Clean-car standard tipped to boost the number of EVs in our new and used vehicle markets.
Posted on 28 January, 2021
EV advocate hails plans to cut emissions

Drive Electric has welcomed the government’s latest push to cut transport emissions as a “first step towards managing a transition away from fossil fuel vehicles”.

The not-for-profit advocacy group is keen to increase the uptake of electric vehicles (EVs) and says the clean-car standards being proposed by the government will help achieve that.

Mark Gilbert, chairman, says: “The standards being proposed for 2025 have already been met in other comparable markets, like the EU and Japan, and must be achievable here.

“The standard is a useful tool in that it asks importers to look at the portfolio of vehicles they are importing, which should increase low-emissions choice across a range of vehicle types and price points. With more EVs coming into New Zealand, this also increases the second-hand market over time.

“That said, such a standard is really just a first step towards managing a transition away from fossil fuel vehicles and towards no-emissions vehicles.”

The government is proposing to introduce laws that will bring carbon dioxide (CO2) emissions from the average light vehicle in New Zealand down from about 171g/km to 105g/km for new vehicles by 2025.

Prime Minister Jacinda Ardern says ministers are also looking at a feebate scheme, which would make cleaner cars cheaper and higher-emitters more expensive, and mandating a lower-emitting biofuel blend across the industry.

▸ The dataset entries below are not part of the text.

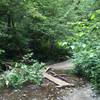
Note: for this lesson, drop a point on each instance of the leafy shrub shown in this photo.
(23, 73)
(86, 51)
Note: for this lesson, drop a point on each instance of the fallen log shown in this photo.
(56, 80)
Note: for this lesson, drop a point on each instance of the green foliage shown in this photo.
(23, 73)
(86, 49)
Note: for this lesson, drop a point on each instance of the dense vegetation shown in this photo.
(34, 31)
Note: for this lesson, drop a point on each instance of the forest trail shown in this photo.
(48, 90)
(65, 65)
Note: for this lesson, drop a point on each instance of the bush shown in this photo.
(23, 73)
(86, 51)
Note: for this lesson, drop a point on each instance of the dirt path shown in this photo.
(49, 91)
(63, 65)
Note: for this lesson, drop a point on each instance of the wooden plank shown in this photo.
(56, 80)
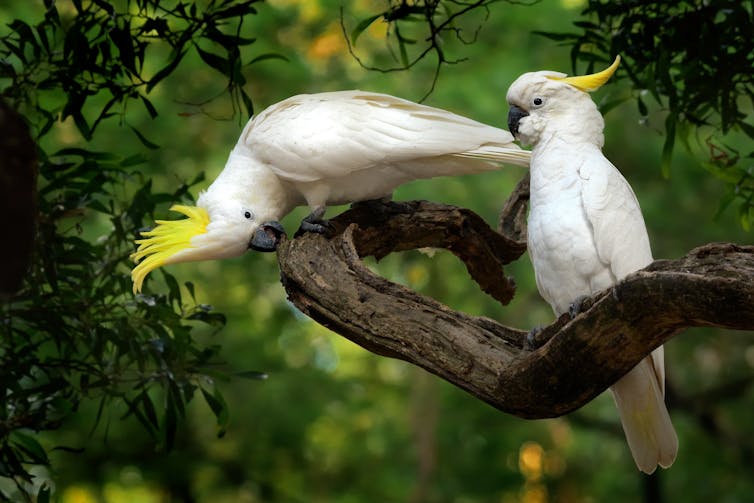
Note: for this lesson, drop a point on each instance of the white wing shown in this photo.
(613, 211)
(307, 138)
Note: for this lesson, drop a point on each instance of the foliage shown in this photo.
(694, 58)
(333, 422)
(74, 332)
(416, 30)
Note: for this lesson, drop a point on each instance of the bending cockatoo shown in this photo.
(586, 232)
(320, 149)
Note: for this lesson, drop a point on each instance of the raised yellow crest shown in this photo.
(589, 83)
(165, 240)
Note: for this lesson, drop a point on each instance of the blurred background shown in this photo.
(334, 423)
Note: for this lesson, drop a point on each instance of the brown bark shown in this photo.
(574, 360)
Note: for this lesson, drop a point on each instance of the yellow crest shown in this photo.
(589, 83)
(165, 240)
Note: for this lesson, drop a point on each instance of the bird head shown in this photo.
(540, 99)
(219, 226)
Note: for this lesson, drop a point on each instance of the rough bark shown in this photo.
(560, 369)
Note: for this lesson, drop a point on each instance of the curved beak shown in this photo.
(514, 117)
(267, 237)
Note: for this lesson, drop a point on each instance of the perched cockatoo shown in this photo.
(320, 149)
(586, 232)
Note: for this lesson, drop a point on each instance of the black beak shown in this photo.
(267, 237)
(514, 117)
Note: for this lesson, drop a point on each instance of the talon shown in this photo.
(314, 222)
(530, 341)
(576, 306)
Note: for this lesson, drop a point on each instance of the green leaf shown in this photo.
(30, 447)
(43, 495)
(252, 374)
(363, 25)
(166, 70)
(143, 139)
(219, 408)
(269, 55)
(667, 148)
(148, 105)
(214, 61)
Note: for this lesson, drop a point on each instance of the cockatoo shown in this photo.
(319, 149)
(586, 232)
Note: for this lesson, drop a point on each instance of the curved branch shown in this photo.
(575, 360)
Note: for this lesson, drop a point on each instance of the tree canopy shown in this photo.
(113, 110)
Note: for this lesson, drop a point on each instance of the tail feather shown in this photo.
(507, 155)
(645, 419)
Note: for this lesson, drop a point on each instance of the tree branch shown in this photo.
(575, 360)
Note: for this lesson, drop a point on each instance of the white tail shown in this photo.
(641, 404)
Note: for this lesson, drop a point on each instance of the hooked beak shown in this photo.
(514, 117)
(267, 237)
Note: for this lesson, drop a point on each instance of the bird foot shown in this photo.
(314, 222)
(576, 306)
(530, 341)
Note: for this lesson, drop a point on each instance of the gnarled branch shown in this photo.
(575, 360)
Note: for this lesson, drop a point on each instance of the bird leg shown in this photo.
(314, 222)
(576, 306)
(530, 342)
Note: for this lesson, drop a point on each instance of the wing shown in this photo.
(313, 137)
(614, 213)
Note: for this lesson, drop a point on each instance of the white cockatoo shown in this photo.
(586, 232)
(320, 149)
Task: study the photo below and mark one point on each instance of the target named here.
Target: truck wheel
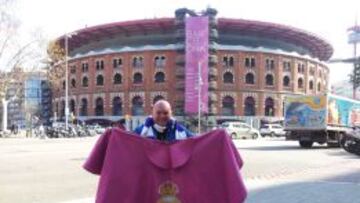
(306, 144)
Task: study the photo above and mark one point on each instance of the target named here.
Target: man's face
(161, 114)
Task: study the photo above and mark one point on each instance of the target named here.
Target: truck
(319, 119)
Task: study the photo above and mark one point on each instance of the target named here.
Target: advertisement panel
(343, 111)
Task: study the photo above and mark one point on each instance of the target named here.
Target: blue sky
(329, 19)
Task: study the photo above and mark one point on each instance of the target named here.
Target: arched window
(249, 78)
(138, 78)
(99, 107)
(228, 78)
(117, 78)
(100, 80)
(269, 107)
(117, 106)
(73, 83)
(249, 106)
(157, 98)
(138, 62)
(163, 61)
(83, 107)
(311, 85)
(286, 81)
(135, 61)
(159, 77)
(269, 80)
(72, 106)
(137, 106)
(85, 81)
(228, 106)
(300, 83)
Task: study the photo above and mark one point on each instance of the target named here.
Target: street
(46, 171)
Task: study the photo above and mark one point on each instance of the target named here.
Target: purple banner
(197, 46)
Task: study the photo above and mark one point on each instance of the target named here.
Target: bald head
(162, 112)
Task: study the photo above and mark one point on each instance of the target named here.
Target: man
(161, 125)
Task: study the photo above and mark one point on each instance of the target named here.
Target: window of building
(117, 63)
(138, 62)
(311, 85)
(85, 67)
(250, 79)
(269, 64)
(160, 77)
(228, 78)
(138, 78)
(157, 98)
(300, 83)
(228, 61)
(73, 83)
(159, 61)
(72, 106)
(137, 108)
(286, 66)
(269, 107)
(252, 62)
(117, 79)
(100, 65)
(117, 106)
(286, 81)
(247, 62)
(83, 107)
(99, 107)
(312, 70)
(73, 69)
(100, 80)
(228, 106)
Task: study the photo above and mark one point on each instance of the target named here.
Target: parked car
(240, 130)
(272, 130)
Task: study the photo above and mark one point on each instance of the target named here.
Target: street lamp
(67, 36)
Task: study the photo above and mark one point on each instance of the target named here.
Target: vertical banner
(197, 46)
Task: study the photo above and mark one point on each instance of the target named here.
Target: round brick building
(121, 68)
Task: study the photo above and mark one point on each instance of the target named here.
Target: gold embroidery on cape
(168, 191)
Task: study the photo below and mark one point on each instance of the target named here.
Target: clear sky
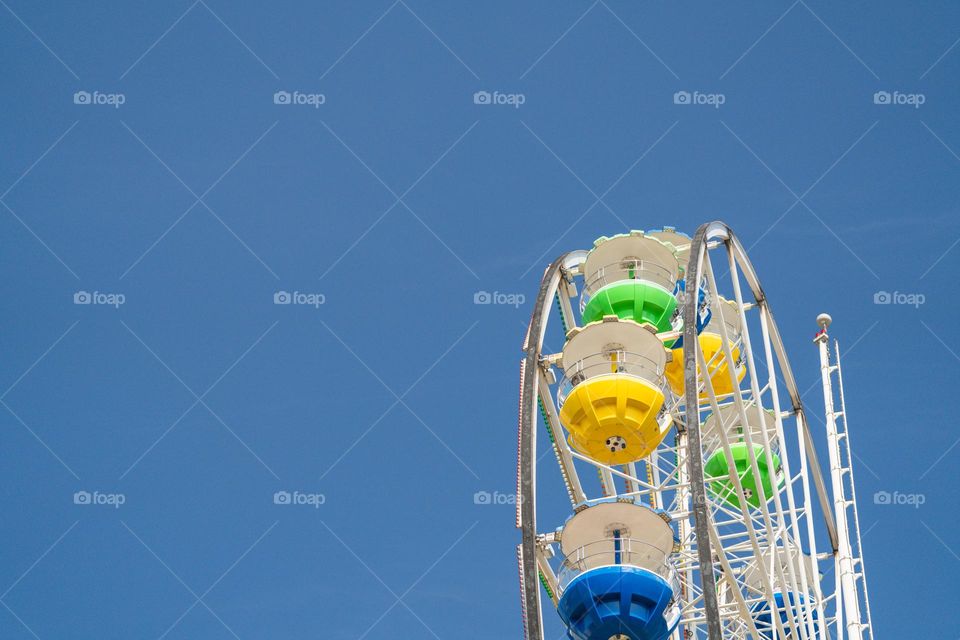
(148, 158)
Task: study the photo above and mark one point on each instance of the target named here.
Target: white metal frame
(716, 601)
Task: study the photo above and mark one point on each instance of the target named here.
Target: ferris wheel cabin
(616, 578)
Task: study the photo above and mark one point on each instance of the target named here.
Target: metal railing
(616, 363)
(628, 269)
(611, 552)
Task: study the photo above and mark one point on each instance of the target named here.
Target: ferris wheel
(697, 503)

Gilbert, pictured, says as transport emissions continue to rise the government is right to consider a range of options to help tackle the problem.

“To meet New Zealand’s legislated climate ambitions, to keep warming within 1.5 degrees celsius, our analysis shows we need to aim for at least 250,000 EVs on the roads by 2025, and for this trend to continue through to 2030,” he explains.

“Firstly, we should look at announcing a date by which we end the importation of fossil fuel vehicles into New Zealand, entirely. This has been done in many other markets around the world, including the UK.

“To support such ambition, we need a joint plan between the government and industry to ensure we have the right package of policy settings, the necessary investment in charging infrastructure, and co-ordination among all the players through the EV ecosystem.

“Policies that need to be considered include incentives, adjustments to fringe benefit taxes and depreciation, and investment to ensure we are ready for more at-home charging and public charging.

“We are confident that when the Climate Change Commission announces their draft budgets on February 1, 2021, we will see the case for decarbonising transport made starkly clear, and the need for a co-ordinated plan.”